An atomic bomb survivor struggles to forget his past until he meets a student who gives him the power to create new memories and move forward with his life.

Barcode Man is an aftermath story of an extraordinary circumstance centered around MINORU who suffers from reliving the tragedy which took place on August 6, 1945, infamously known as the atomic bombing of Hiroshima. Minoru, a Japanese citizen who is new to America and has recently started a job at a convenient store, goes to work one morning. His BOSS orders him to train a new employee, SAKI, who is a half black and Japanese student visiting African American relatives in Los Angeles. After she proves herself worthy to Minoru and defends him from a rude customer which allows them to develop a strong friendship. Soon after, Minoru finds out his childhood friend and former lover, SAKURA, had passed away which triggers a suicide attempt. Saki comes to his rescue and reveals that she knows he is a hibakusha (an atomic bomb survivor) who have historically suffered discrimination in Japan. In turn, Minoru reveals the origin of his nickname, Barcode Man, explaining it originated from the scars on his head resulting from an injury during the bombing. She shares she too has suffered discrimination for being multiracial. While spending quality time together, Minoru enjoys life in the present with Saki and creates new memories to replace the old, allowing him to move on from his tragic past. At work Saki overhears their boss terminating Minoru. Because of her loyalty to Minoru, Saki volunteers to quit in order for Minoru to continue his livelihood. Although able to keep his job, Minoru realizes to maintain his dignity he must gather the courage to quit. In that moment, Saki helps Minoru in realizing his dream of owning his own pickle business, but the only way to accomplish such a feat, Minoru knows he needs to obtain his U.S. citizenship. After he passes his test, Minoru takes the necessary steps towards opening the pickle business. During Minoru’s debut at the local farmer’s market , he meets Saki’s Aunt who informs him Saki is already enroute to Japan. He catches her at her relatives’ house so that they can say their tearful goodbyes. He informs her that she is his favorite memory.
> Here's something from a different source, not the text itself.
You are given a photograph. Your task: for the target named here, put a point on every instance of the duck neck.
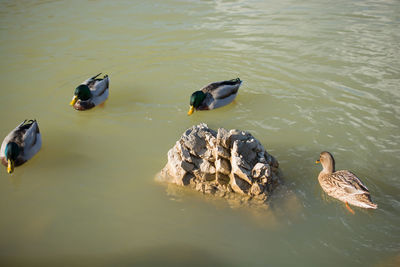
(329, 167)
This film is unique and makes a contribution to society as an American Japanese speaking film because not only is it a historical account of the atomic bombing but it also provides a different take on what it means to be an American. In a society which idolizes people for superficial reasons, Minoru, an atomic bomb survivor, presents admirable, humanistic characteristics and a courage that is seldom found within people today.

As an inadvertent advocate for atomic bomb survivors I would like to preserve a piece of history not just for the essence of a person’s past but also for a historical event. Barcode Man disproves the misconception of the bombings solely being a part of Japanese history. On the contrary, it is equally a part of American history even though American citizens did not suffer the direct effect of the bombing. The decisions political leaders made in the past concerning the usage of nuclear weapons influence our present and determine our future circumstances not as a separate nation but as a global society.